Requirements of an Efficient Expert System Interface

  • Should help users achieve their goals quickly.
  • Should fit into existing workflows.
  • Should adapt to the user’s needs.
  • Should make the best use of user input.


Limitations of Expert Systems

Despite their benefits, expert systems have drawbacks:

  • Knowledge acquisition is challenging.
  • They are hard to maintain.
  • Development takes time and money.
  • They cannot solve every problem fully.
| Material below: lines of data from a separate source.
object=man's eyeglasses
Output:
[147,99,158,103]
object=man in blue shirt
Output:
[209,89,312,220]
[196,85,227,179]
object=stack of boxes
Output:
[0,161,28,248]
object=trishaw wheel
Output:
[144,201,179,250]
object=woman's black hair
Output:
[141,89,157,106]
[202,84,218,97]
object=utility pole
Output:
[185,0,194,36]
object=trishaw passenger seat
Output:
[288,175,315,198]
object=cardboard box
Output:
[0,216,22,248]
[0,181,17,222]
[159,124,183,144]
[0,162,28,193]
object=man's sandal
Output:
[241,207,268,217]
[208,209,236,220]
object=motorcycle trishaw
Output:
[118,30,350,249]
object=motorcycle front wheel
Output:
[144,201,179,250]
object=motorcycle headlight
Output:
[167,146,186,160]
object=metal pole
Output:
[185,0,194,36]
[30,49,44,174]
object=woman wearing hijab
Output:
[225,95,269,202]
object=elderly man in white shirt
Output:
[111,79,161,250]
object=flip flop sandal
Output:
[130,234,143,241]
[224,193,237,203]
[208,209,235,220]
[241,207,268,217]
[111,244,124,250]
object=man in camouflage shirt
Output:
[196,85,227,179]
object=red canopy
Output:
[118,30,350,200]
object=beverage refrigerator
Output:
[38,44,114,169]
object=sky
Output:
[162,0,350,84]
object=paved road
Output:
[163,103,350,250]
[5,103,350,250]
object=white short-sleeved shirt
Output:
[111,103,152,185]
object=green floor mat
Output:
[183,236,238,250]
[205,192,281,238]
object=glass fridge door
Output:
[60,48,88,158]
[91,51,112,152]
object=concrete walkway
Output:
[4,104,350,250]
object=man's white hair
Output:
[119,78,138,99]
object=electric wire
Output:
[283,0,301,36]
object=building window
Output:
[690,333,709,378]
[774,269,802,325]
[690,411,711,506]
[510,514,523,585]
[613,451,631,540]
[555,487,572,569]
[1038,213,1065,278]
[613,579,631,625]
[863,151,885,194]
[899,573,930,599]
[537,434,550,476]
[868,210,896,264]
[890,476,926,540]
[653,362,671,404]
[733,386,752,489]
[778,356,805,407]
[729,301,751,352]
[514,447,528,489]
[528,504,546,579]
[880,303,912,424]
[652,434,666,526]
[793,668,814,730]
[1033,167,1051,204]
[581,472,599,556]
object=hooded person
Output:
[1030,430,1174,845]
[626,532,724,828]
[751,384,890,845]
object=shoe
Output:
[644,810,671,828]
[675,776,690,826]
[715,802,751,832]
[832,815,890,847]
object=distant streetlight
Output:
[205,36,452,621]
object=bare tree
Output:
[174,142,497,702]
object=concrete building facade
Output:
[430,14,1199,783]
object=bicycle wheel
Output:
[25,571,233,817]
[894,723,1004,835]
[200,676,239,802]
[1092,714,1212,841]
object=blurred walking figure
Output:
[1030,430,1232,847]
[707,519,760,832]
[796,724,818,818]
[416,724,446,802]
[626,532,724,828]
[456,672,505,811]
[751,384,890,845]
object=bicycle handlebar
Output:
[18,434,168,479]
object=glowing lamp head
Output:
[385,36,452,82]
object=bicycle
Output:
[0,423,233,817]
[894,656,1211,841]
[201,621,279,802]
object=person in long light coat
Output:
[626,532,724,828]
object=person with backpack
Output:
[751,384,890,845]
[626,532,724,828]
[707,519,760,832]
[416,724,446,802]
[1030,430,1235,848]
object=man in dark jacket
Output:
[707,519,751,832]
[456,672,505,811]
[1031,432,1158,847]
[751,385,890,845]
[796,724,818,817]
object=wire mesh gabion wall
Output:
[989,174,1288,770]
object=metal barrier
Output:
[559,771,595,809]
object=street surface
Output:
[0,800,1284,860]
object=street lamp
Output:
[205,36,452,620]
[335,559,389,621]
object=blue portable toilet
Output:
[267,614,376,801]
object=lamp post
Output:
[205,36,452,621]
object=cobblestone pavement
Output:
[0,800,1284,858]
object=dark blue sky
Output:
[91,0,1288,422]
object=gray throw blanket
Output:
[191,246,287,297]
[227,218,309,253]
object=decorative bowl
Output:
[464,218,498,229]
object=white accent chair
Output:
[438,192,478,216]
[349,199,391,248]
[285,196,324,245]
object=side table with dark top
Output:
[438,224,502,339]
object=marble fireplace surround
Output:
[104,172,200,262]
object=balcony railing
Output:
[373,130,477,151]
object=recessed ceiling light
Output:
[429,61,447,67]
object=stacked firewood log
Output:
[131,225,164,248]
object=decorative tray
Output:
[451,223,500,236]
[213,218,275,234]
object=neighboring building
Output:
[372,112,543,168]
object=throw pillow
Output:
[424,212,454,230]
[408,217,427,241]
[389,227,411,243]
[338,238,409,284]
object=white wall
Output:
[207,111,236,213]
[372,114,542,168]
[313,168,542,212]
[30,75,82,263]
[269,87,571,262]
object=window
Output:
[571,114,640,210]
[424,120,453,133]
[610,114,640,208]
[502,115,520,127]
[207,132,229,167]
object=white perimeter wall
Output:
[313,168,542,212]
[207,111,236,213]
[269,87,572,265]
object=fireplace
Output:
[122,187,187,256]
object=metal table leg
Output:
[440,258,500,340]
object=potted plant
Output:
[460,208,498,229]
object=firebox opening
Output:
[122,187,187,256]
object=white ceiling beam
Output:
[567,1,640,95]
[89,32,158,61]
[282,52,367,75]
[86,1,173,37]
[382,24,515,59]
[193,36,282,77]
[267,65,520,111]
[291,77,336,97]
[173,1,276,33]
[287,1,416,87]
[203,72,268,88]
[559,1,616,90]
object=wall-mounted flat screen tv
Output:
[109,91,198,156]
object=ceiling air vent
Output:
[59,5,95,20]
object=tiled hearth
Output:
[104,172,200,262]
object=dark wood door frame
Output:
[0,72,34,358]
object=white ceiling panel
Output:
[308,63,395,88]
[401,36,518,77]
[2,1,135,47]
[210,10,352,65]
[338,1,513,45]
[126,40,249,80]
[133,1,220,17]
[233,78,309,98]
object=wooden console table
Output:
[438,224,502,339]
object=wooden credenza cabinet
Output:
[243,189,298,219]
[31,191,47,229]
Applications of Expert Systems

ApplicationDescription
Design DomainDesigning camera lenses, automobiles.
Medical DomainDiagnosing diseases, assisting in medical procedures.
Monitoring SystemsContinuous system checks like detecting leaks in pipelines.
Process ControlManaging and controlling industrial processes.
Knowledge DomainTroubleshooting vehicles, computers.
Finance/CommerceFraud detection, stock trading, airline scheduling.

Expert System Technology

Expert systems require hardware, programming environments, and tools:

  • Development Environment: Workstations, minicomputers, mainframes, languages like LISP and PROLOG, and large databases.
  • Tools: Editors, debugging tools, and rapid prototyping features to make development faster.
  • Shells: Pre-built expert system structures without a knowledge base. Examples: Java Expert System Shell (JESS) and Vidwan (developed in Mumbai in 1993).


Development of Expert Systems

Expert systems are developed in iterative steps:

  1. Identify the Problem: Ensure the problem is suitable for an expert system and worth the cost.
  2. Design the System: Choose the right technology and decide how knowledge will be represented.
  3. Develop a Prototype: Knowledge engineers gather information and convert it into IF-THEN-ELSE rules.
  4. Test and Refine: Use sample cases to check performance and fix any issues.
  5. Complete the System: Integrate with databases, document it, train users.
  6. Maintain It: Keep the knowledge base updated and ensure compatibility with other systems.


Benefits of Expert Systems

  • Availability: Easily distributed and used.
  • Low Production Cost: Affordable compared to hiring experts for every task.
  • Speed: Reduces human workload.
  • Low Error Rate: Less prone to mistakes than humans.
  • Reduced Risk: Works in dangerous environments.
  • Consistent Performance: Provides steady, emotion-free responses.